Degradation and adhesive/cohesive strengths of a reservoir-based drug eluting stent

Abstract

This paper presents the results of loss of mechanical strengths due to the degradation that occurs in a model reservoir-based coronary stent, the NEVO™ Sirolimus-eluting Stent (NEVO™ SES). The adhesion of the formulation to the reservoir and cohesion within the formulation in the time course of hydrolysis were determined using a micro-testing system that was developed specifically for the measurements of the adhesive and cohesive strengths of suspended polymeric films. The strengths were measured after hydration, during degradation with gentle agitation, as well as degradation with pulsatile mechanical loading.

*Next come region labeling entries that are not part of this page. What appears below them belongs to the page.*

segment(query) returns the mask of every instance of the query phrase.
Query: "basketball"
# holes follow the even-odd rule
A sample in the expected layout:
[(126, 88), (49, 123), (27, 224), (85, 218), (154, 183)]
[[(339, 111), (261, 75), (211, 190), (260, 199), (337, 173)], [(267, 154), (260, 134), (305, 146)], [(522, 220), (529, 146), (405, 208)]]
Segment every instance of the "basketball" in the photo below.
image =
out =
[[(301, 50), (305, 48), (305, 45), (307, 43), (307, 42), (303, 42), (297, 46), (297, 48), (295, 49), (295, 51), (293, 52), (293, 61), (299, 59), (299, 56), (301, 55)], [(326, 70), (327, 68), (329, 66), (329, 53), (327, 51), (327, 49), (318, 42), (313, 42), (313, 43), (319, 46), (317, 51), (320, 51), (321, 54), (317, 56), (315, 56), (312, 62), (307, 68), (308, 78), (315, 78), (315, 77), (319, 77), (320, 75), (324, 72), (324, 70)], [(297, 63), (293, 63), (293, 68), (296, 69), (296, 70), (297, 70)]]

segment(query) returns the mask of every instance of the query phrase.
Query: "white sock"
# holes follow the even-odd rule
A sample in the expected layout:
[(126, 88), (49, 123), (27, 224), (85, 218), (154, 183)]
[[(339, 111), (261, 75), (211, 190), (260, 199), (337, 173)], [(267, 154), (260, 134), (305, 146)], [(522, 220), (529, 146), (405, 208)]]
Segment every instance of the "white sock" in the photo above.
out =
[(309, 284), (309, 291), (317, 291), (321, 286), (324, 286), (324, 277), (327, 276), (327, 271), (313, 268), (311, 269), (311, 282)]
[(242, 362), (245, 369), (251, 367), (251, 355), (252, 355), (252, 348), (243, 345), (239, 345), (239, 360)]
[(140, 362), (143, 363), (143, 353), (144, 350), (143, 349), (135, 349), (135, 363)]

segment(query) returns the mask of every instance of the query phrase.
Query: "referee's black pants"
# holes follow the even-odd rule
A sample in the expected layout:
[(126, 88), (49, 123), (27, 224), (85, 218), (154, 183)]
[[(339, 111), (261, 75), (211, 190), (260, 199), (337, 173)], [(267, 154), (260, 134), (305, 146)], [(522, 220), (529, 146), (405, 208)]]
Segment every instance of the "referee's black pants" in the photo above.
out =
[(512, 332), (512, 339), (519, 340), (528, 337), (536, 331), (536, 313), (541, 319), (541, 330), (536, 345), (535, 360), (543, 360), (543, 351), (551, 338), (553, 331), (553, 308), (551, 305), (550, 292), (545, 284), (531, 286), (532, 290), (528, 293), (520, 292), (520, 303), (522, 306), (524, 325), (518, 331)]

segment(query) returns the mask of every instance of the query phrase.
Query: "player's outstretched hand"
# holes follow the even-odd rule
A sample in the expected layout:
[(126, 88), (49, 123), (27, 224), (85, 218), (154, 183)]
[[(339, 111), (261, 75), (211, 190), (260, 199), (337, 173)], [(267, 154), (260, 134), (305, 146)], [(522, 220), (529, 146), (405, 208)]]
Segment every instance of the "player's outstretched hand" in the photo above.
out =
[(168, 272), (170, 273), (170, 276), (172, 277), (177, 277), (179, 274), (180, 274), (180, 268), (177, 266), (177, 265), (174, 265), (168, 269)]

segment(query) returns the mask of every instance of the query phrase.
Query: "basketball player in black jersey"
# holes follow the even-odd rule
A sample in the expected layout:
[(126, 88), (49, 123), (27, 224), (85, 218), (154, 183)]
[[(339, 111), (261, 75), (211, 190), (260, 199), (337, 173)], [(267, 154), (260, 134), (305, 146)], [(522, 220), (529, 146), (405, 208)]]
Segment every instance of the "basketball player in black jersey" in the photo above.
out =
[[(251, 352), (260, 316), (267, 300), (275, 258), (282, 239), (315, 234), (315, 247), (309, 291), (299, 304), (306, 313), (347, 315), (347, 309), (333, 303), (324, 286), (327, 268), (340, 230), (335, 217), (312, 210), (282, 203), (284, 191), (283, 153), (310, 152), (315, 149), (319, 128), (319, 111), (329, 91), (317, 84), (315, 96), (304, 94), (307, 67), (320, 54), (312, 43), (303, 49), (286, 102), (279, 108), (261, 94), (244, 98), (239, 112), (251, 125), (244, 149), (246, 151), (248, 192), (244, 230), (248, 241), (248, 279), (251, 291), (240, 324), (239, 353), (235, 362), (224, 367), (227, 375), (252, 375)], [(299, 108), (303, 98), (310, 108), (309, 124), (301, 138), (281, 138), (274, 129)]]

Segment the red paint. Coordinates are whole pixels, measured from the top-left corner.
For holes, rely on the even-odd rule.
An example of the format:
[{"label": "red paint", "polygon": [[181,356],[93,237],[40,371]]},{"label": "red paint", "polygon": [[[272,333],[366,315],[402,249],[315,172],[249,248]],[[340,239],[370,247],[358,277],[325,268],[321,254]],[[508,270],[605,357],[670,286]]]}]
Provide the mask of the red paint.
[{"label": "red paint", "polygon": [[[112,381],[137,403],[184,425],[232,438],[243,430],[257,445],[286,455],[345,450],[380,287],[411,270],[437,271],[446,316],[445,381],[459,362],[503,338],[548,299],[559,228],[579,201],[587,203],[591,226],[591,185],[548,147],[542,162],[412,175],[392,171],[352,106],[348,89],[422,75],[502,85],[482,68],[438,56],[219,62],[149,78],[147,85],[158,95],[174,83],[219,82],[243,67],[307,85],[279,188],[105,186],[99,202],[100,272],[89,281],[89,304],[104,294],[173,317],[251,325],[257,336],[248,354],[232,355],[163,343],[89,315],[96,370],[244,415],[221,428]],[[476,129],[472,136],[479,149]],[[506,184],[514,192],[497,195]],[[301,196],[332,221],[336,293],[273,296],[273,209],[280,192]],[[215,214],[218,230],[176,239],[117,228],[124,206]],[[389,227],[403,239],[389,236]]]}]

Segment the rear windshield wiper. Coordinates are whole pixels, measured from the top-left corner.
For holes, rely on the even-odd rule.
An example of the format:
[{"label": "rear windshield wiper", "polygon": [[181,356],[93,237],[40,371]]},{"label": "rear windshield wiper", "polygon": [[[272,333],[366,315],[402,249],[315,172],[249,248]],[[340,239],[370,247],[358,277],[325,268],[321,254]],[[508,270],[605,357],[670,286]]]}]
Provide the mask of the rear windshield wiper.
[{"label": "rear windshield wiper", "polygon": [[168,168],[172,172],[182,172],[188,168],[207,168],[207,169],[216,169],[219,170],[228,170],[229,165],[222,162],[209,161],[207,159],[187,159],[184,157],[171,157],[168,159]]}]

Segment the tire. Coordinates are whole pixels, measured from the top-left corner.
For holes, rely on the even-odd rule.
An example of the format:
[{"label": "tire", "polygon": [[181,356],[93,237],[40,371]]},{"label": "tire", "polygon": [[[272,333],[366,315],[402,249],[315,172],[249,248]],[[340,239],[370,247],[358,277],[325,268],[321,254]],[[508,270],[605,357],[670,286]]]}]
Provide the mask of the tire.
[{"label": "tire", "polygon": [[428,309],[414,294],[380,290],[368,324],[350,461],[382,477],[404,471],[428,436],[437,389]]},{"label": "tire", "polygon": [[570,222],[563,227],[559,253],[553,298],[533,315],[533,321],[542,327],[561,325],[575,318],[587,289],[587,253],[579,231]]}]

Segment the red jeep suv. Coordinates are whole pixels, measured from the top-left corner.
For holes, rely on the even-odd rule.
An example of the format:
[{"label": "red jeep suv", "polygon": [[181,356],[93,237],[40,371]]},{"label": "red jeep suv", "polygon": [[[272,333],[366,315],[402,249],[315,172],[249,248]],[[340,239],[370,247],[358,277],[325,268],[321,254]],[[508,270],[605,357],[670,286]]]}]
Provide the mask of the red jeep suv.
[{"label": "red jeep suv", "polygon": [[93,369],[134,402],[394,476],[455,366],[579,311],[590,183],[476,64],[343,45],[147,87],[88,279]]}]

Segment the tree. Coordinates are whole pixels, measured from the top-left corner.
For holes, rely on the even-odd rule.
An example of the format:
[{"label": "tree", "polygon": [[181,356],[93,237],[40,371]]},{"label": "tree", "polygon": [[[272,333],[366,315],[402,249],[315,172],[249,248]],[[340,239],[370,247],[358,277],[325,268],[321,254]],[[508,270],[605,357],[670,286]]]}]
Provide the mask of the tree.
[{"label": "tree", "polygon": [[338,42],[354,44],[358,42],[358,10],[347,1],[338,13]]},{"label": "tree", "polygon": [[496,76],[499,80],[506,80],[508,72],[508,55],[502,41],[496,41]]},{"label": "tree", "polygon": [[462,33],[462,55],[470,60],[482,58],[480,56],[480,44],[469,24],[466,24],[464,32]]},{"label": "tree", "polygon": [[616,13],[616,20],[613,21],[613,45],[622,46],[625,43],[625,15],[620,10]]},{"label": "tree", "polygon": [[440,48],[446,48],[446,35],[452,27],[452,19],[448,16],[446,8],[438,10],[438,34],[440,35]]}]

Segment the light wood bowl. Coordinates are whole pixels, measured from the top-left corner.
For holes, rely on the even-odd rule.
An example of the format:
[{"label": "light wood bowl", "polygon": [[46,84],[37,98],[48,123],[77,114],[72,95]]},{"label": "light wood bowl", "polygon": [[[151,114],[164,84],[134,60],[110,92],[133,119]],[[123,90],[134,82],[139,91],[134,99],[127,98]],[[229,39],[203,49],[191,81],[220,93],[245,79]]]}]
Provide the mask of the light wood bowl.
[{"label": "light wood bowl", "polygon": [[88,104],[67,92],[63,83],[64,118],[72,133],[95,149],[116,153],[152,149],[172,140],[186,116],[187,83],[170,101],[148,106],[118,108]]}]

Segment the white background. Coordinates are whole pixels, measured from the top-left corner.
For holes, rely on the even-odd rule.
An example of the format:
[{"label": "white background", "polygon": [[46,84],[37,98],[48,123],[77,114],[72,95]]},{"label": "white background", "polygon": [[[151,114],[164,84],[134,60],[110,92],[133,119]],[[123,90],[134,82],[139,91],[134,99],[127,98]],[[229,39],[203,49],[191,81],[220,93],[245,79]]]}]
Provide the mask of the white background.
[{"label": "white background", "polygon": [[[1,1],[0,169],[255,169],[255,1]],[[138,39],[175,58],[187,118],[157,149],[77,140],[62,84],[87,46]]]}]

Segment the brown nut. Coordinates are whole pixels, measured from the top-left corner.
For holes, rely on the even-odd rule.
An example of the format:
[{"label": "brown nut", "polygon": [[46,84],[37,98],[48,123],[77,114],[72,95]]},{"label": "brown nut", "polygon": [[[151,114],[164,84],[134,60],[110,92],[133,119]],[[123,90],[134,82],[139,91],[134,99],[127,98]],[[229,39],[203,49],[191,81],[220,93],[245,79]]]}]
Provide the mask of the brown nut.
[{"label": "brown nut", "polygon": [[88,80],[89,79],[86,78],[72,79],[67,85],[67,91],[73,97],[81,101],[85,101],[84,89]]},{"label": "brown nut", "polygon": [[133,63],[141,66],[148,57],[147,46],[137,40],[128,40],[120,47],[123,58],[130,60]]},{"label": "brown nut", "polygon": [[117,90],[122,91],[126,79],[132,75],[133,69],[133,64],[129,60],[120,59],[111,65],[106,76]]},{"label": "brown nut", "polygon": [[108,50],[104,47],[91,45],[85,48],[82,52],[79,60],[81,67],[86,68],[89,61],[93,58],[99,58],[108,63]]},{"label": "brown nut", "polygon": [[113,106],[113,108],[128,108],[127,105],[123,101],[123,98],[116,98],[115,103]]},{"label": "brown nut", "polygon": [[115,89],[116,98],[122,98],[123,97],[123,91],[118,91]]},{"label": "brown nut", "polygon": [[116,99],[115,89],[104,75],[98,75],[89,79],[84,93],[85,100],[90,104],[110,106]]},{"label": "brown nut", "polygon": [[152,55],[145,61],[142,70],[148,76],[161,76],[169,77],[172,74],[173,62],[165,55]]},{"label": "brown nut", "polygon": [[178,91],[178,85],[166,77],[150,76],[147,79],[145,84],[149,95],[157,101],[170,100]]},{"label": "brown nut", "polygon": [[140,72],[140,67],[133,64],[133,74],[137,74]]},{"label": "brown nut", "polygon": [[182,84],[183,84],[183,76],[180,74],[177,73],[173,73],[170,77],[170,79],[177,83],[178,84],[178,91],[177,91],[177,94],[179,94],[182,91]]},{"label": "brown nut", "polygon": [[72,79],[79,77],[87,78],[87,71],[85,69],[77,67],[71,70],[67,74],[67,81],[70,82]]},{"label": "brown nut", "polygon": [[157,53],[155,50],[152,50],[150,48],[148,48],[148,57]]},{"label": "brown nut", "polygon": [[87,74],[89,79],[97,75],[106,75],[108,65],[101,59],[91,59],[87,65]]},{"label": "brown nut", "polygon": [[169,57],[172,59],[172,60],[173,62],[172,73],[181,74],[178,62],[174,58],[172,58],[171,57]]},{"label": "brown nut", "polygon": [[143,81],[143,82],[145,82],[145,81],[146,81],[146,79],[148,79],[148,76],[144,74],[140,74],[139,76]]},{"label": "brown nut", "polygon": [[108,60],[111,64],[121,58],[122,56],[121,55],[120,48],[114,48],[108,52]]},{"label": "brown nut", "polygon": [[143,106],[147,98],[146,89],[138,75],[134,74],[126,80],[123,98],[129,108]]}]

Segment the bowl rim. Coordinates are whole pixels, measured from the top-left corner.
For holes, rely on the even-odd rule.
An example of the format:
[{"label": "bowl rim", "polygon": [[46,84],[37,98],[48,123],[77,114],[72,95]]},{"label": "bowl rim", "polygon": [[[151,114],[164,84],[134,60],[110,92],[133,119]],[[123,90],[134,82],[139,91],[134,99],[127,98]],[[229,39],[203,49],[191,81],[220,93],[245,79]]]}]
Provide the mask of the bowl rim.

The morphology and molecular weight changes in the time course of NEVO™ SES formulation degradation were also studied using Scanning Electron Microscopy (SEM) and Gel Permeation Chromatography (GPC) techniques. Morphological changes, such as pore formation, lagged behind the decrease in the molecular weight of the formulation. In contrast, the adhesion/cohesion strengths showed that the mechanical integrity of the stents dropped significantly within a few hours of hydration, before reaching a plateau. Despite the significant molecular weight decrease and morphological changes, the plateau mechanical strengths reached were essentially the same during degradation, under both, mechanically unloaded and loaded conditions.